The Biden Plan does not acknowledge or address the problems enforcing Olmstead – particularly in nursing facilities- and maintains the same limited and bottlenecked systems for enforcing our right to community integration. In fact, Biden’s plan talks about Obama-era Olmstead enforcement, stating that “The Obama-Biden Administration made enforcement of Olmstead a top priority,” but doesn’t recognize the fact that over two decades since the Supreme Court’s decision we have not significantly addressed the institutionalization of 1.3 million people with LTSS disabilities in nursing facilities – even during the eight years of the Obama administration. The Biden Plan literally never mentions nursing facilities. To address this problem, the Disability Integration Act included punitive damages as a mechanism to fund the litigation and secure private attorneys.
There are positive things in the Biden Plan. As an example, the Plan calls for making the funding for the Money Follows the Person (MFP) program permanent. There is no reason this should not have already happened. MFP was created under the first Bush administration and then reauthorized as part of the Affordable Care Act and signed into law by President Obama. Even though this program is important, it is extremely limited. It has relied on state implementation which has been inconsistent. States have created barriers to using the program and excluded some disability-led organizations from being involved in the program.
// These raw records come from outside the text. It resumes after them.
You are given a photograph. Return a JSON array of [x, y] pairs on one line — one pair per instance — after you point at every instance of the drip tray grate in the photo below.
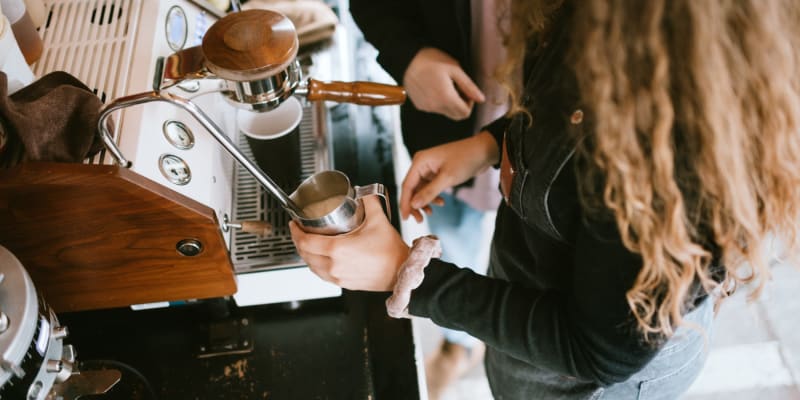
[[252, 253]]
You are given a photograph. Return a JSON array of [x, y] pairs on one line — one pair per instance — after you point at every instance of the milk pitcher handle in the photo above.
[[376, 189]]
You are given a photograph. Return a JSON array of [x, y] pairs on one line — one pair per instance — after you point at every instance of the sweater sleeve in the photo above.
[[497, 129], [585, 331], [394, 29]]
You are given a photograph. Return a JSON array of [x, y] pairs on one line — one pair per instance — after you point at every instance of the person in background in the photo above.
[[445, 54], [651, 153]]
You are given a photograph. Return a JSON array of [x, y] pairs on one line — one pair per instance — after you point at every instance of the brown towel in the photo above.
[[52, 119]]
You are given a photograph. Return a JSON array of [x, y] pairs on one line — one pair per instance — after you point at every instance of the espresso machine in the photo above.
[[157, 217]]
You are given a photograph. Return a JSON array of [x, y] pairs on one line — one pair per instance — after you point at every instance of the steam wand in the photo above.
[[147, 97]]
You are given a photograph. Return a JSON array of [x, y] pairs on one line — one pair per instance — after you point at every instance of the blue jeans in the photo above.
[[665, 377], [458, 227]]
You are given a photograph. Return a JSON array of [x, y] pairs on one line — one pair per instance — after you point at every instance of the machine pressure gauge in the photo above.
[[174, 169], [177, 28], [178, 134]]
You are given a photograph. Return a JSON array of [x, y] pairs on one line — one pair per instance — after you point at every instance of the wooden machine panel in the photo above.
[[97, 236]]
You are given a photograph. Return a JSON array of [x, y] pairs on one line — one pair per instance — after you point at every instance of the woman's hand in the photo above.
[[365, 259], [436, 83], [444, 166]]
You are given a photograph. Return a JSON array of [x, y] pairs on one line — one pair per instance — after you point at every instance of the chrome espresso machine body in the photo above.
[[127, 41], [35, 363]]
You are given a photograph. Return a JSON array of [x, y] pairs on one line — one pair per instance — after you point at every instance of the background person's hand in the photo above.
[[438, 168], [365, 259], [436, 83]]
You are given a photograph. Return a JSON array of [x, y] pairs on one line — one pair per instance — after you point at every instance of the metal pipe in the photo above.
[[207, 123]]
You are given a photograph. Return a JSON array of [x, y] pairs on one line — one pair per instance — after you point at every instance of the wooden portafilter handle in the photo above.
[[364, 93]]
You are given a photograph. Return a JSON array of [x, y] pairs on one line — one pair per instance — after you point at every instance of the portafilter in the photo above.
[[254, 52]]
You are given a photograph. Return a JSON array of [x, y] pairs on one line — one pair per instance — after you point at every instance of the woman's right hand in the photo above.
[[438, 168]]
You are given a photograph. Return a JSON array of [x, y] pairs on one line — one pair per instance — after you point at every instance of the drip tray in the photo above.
[[251, 253]]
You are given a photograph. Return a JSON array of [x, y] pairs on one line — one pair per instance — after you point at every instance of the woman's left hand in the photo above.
[[365, 259]]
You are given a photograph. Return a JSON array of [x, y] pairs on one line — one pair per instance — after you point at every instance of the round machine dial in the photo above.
[[174, 169], [178, 135]]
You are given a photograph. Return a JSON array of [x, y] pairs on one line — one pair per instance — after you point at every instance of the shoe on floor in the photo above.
[[447, 364]]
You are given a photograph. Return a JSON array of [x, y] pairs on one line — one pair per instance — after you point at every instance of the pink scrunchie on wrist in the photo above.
[[410, 274]]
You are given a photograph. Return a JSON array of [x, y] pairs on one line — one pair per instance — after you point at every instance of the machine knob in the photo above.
[[59, 332], [54, 366]]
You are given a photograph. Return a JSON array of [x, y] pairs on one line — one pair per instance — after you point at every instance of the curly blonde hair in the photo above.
[[695, 112]]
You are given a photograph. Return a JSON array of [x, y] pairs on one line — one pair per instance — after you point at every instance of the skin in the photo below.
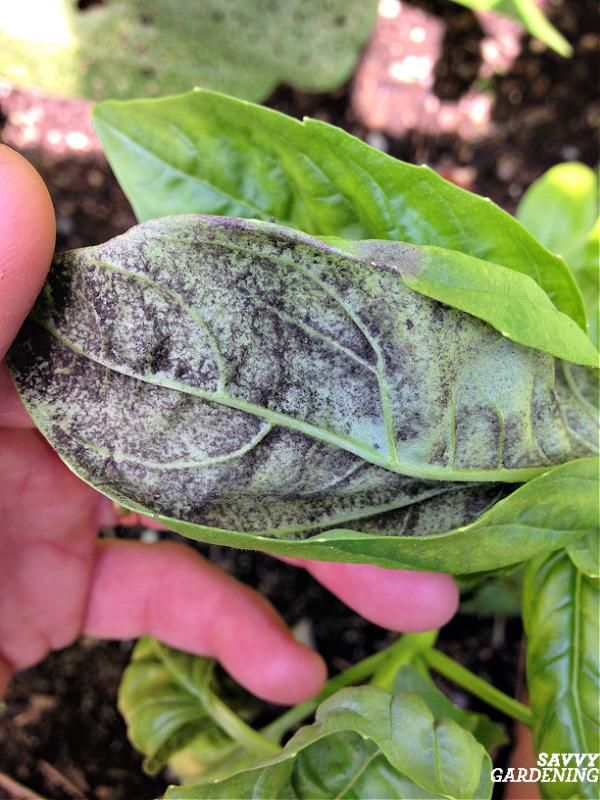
[[57, 581]]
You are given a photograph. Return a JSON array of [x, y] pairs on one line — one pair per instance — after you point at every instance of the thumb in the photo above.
[[27, 233]]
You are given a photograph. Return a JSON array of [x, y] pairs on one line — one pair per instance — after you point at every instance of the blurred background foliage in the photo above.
[[141, 48]]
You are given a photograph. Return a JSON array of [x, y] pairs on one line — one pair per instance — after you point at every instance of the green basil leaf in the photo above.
[[510, 301], [138, 48], [365, 744], [206, 153], [161, 697], [411, 678], [560, 208], [530, 16], [547, 513], [165, 697], [585, 554], [584, 264], [560, 613]]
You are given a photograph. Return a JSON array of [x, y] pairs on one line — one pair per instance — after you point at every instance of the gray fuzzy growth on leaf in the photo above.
[[242, 375]]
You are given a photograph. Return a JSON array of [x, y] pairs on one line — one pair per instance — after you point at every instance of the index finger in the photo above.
[[27, 235]]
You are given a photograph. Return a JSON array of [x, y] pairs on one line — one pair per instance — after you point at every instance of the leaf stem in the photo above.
[[349, 677], [252, 740], [458, 674], [404, 651]]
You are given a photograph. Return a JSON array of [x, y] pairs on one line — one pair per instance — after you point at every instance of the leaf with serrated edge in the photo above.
[[406, 747], [560, 614], [206, 153]]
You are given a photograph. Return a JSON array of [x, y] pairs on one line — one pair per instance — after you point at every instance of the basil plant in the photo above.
[[309, 348]]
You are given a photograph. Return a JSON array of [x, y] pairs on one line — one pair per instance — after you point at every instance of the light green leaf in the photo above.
[[510, 301], [206, 153], [515, 529], [411, 678], [529, 15], [365, 744], [585, 554], [161, 697], [586, 267], [138, 48], [560, 614], [560, 208]]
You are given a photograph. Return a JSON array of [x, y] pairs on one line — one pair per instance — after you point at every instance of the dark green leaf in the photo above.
[[321, 390], [560, 612], [206, 153], [365, 744], [138, 48]]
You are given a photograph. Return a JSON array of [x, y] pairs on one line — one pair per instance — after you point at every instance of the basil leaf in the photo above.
[[165, 698], [515, 529], [560, 613], [510, 301], [529, 15], [411, 678], [246, 47], [560, 208], [585, 554], [206, 153], [365, 743], [306, 375]]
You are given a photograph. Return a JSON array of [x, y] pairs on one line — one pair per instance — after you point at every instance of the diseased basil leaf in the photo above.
[[561, 617], [241, 376], [510, 301], [365, 744], [206, 153], [546, 513]]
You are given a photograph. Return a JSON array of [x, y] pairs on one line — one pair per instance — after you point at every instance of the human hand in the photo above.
[[57, 581]]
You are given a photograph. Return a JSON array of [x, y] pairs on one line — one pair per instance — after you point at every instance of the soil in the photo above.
[[60, 734]]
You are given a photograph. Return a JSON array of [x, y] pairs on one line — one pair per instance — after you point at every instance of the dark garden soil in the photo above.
[[60, 734]]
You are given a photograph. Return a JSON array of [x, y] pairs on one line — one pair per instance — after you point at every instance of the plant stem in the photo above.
[[458, 674], [252, 740]]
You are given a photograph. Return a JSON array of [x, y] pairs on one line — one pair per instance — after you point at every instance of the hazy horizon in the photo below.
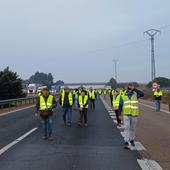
[[77, 40]]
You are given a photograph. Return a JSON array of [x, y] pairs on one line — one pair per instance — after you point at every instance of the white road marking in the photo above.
[[151, 107], [4, 149], [3, 114], [111, 114], [114, 120], [146, 164], [113, 117], [139, 146]]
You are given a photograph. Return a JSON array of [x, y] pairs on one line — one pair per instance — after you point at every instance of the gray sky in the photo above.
[[76, 40]]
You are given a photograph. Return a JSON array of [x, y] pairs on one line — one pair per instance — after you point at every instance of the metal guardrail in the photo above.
[[12, 103]]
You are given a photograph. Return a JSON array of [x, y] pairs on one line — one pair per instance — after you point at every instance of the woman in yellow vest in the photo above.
[[83, 105], [92, 98], [158, 97], [45, 105], [130, 113], [67, 101]]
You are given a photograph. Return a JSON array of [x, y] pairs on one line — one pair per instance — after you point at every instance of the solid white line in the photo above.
[[113, 117], [146, 164], [151, 107], [3, 114], [4, 149], [139, 146], [112, 114]]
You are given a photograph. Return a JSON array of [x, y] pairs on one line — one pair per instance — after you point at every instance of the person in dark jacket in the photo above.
[[130, 103], [66, 101], [45, 105]]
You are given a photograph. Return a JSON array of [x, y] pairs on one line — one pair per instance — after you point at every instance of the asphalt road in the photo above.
[[97, 147], [154, 133]]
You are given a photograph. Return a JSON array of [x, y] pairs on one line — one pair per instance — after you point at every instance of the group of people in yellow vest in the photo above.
[[126, 107], [123, 101], [78, 99]]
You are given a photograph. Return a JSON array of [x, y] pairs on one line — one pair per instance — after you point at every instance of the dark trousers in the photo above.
[[83, 116], [67, 114], [118, 116], [47, 124], [92, 104]]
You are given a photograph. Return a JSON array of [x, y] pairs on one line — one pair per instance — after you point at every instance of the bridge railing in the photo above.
[[15, 103]]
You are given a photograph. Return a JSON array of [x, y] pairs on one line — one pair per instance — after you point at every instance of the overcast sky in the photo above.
[[76, 40]]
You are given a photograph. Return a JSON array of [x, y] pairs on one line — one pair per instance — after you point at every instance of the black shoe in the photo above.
[[50, 138], [132, 142], [45, 137], [126, 145]]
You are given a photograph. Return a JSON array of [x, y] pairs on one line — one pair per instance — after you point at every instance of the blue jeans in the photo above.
[[47, 124], [158, 105], [67, 114]]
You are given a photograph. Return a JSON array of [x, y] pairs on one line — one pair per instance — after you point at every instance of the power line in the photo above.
[[152, 33], [115, 61]]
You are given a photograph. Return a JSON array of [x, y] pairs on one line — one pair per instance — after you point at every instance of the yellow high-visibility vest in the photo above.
[[83, 102], [131, 106], [116, 101], [46, 105], [92, 94], [70, 98], [158, 94]]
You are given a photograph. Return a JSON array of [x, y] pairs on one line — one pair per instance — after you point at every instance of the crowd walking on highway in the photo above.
[[125, 103]]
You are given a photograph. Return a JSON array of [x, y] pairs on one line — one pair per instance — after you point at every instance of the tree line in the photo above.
[[11, 85]]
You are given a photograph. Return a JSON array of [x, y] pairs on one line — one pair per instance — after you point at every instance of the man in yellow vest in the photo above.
[[83, 106], [66, 101], [116, 105], [130, 113], [45, 105], [158, 97], [92, 98]]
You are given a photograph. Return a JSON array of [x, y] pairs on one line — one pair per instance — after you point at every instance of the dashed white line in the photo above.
[[151, 107], [146, 164], [4, 149]]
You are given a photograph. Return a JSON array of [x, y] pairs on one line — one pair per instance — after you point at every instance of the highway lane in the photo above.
[[16, 124], [154, 133], [97, 147]]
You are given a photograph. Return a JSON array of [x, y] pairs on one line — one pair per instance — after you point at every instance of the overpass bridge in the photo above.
[[95, 85]]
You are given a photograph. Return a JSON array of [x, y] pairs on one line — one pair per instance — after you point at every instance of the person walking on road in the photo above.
[[83, 105], [92, 98], [130, 113], [116, 105], [158, 97], [66, 101], [45, 105]]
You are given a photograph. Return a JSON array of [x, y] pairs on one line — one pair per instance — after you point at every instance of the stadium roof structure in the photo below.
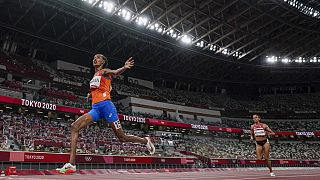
[[228, 39]]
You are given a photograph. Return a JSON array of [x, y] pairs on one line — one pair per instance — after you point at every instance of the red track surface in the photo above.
[[233, 174]]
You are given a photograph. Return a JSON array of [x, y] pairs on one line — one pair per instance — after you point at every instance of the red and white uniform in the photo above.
[[259, 129], [100, 87]]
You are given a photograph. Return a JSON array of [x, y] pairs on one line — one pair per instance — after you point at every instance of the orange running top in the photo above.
[[100, 87]]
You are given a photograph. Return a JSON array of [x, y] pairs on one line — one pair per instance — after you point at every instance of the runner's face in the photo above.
[[97, 61], [255, 118]]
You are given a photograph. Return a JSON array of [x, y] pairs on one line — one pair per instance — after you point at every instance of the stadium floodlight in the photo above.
[[108, 6], [174, 35], [186, 39], [285, 60], [271, 59], [128, 16], [142, 21], [225, 51], [125, 14]]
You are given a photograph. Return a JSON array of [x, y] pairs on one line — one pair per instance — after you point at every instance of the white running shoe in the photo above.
[[150, 146], [67, 168]]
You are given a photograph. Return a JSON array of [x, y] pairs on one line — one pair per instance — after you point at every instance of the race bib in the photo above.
[[95, 82], [259, 132]]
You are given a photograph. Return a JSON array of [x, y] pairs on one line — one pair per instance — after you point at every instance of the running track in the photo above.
[[232, 174]]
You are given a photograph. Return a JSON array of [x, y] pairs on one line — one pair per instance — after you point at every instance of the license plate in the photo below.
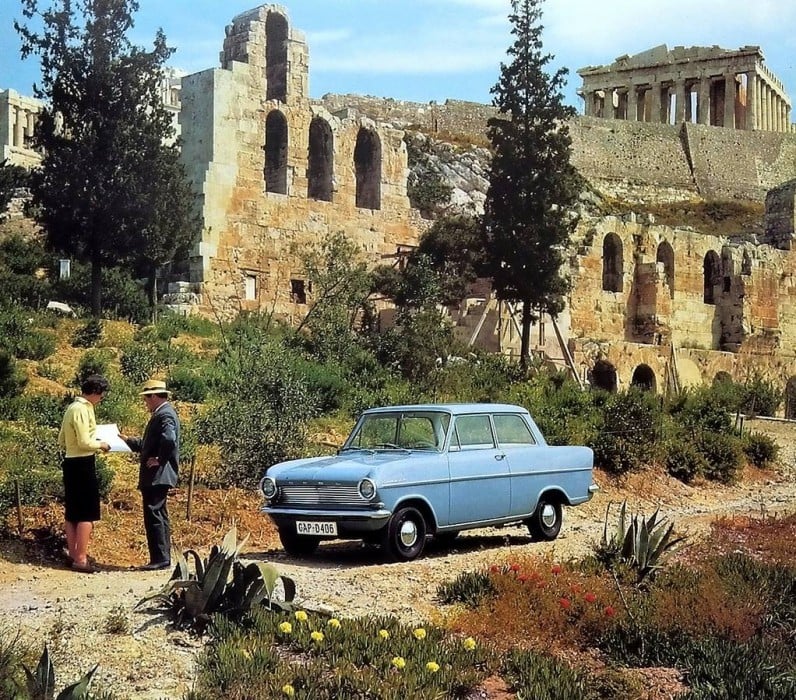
[[313, 527]]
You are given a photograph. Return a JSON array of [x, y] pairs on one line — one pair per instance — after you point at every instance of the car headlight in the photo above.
[[367, 489], [268, 487]]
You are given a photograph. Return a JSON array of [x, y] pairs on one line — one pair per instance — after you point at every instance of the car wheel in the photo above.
[[545, 523], [405, 535], [297, 545]]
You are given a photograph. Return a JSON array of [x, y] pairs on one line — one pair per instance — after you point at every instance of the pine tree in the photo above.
[[529, 210], [98, 192]]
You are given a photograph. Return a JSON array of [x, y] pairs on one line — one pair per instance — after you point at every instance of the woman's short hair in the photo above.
[[94, 384]]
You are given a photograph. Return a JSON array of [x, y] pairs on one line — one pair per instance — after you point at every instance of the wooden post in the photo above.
[[190, 489], [19, 507]]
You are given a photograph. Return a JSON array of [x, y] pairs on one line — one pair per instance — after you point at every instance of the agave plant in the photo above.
[[220, 584], [642, 544], [41, 682]]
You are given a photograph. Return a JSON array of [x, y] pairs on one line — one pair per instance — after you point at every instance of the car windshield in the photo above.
[[401, 430]]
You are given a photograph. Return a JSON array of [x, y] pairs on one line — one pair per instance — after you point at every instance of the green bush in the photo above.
[[760, 449], [723, 456], [187, 385], [683, 460]]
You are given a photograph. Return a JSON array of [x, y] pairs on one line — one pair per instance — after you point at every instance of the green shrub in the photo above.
[[89, 335], [760, 449], [187, 385], [723, 456], [683, 460]]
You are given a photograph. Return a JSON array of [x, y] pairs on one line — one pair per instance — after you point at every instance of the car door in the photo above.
[[479, 473], [523, 456]]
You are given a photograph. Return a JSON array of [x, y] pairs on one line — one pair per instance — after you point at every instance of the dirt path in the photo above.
[[69, 611]]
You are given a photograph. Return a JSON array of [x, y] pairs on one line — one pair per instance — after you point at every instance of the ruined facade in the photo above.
[[699, 85], [277, 172]]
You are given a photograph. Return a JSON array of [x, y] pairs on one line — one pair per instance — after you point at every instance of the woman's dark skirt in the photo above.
[[81, 490]]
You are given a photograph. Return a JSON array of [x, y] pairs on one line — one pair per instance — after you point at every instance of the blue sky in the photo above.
[[424, 50]]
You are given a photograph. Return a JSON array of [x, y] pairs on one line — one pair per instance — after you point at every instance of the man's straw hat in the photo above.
[[154, 386]]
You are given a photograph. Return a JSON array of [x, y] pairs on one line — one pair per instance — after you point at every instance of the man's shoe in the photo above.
[[156, 566]]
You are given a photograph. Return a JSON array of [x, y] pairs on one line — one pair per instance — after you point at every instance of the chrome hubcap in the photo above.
[[548, 515], [408, 533]]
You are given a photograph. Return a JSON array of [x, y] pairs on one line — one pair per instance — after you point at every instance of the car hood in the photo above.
[[347, 467]]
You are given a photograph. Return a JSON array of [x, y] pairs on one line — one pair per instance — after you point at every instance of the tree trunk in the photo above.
[[525, 345], [96, 288]]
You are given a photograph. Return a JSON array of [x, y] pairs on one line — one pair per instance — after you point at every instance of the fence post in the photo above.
[[190, 489]]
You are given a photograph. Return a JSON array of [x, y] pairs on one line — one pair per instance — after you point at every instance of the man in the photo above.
[[77, 438], [158, 470]]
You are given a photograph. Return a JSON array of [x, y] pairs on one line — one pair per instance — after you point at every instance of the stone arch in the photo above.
[[276, 41], [320, 164], [276, 152], [665, 255], [367, 162], [644, 378], [711, 269], [603, 376], [790, 399], [613, 263]]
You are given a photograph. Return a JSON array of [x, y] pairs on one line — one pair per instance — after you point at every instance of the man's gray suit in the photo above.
[[161, 440]]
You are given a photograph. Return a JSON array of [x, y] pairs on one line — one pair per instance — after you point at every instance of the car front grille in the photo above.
[[320, 495]]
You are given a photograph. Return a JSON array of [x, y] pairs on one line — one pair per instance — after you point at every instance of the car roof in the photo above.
[[452, 408]]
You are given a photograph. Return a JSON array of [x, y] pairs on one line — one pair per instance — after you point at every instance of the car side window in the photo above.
[[474, 432], [512, 430]]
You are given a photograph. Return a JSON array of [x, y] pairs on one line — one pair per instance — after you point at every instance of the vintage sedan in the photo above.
[[408, 472]]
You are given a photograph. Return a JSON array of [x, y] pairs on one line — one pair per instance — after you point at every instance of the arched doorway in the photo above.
[[603, 376], [644, 379]]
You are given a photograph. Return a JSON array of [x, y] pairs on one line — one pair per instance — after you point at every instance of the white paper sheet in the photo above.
[[109, 432]]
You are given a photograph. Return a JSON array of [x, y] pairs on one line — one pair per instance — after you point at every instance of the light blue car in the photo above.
[[407, 472]]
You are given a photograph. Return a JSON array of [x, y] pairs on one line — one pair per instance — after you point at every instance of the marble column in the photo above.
[[751, 101], [680, 97], [729, 100], [632, 103], [703, 101]]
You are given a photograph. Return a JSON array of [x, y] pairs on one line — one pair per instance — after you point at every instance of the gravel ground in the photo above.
[[70, 611]]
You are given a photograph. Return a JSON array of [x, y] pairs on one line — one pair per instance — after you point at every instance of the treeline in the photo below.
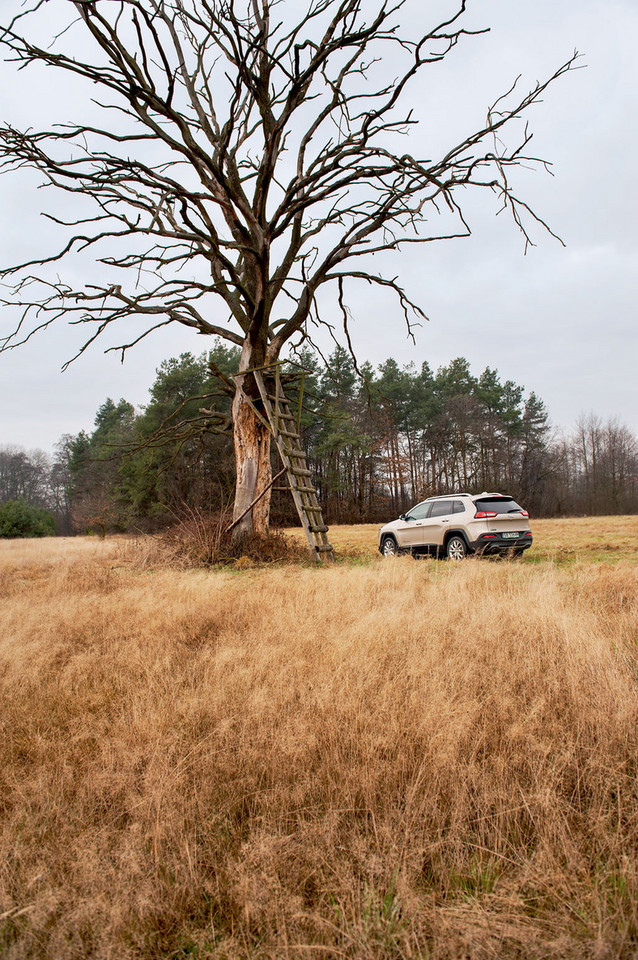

It’s also very limited, at best helping transition about one-half of one percent of the institutionalized population in any given year. At this rate, even if states were not filling those beds – which they are – it would take 200 years to eliminate institutionalization.
People should not die waiting for their freedom, but they do. With COVID-19 running through institutional facilities like wildfire, the problem is finally being recognized, but we need to remind people that this problem existed long before the pandemic. It’s just that 11 disabled children dying in a New Jersey nursing facility isn’t considered news.
We do not know why the Biden Plan failed to include, or even mention, the Disability Integration Act. The omission is particularly striking when every other major Democratic candidate for President in this election publicly endorsed the bill. This was surprising and disappointing because Senator Biden was a strong supporter of ADAPT Delaware and our issue. We don’t know if he is now protecting the nursing facility industry, managed care companies, or the unions representing institutional workers, but we do know is that he is not advancing the right of people with LTSS disabilities to live in freedom and, instead of having a vision for the future, he is simply looking to the past.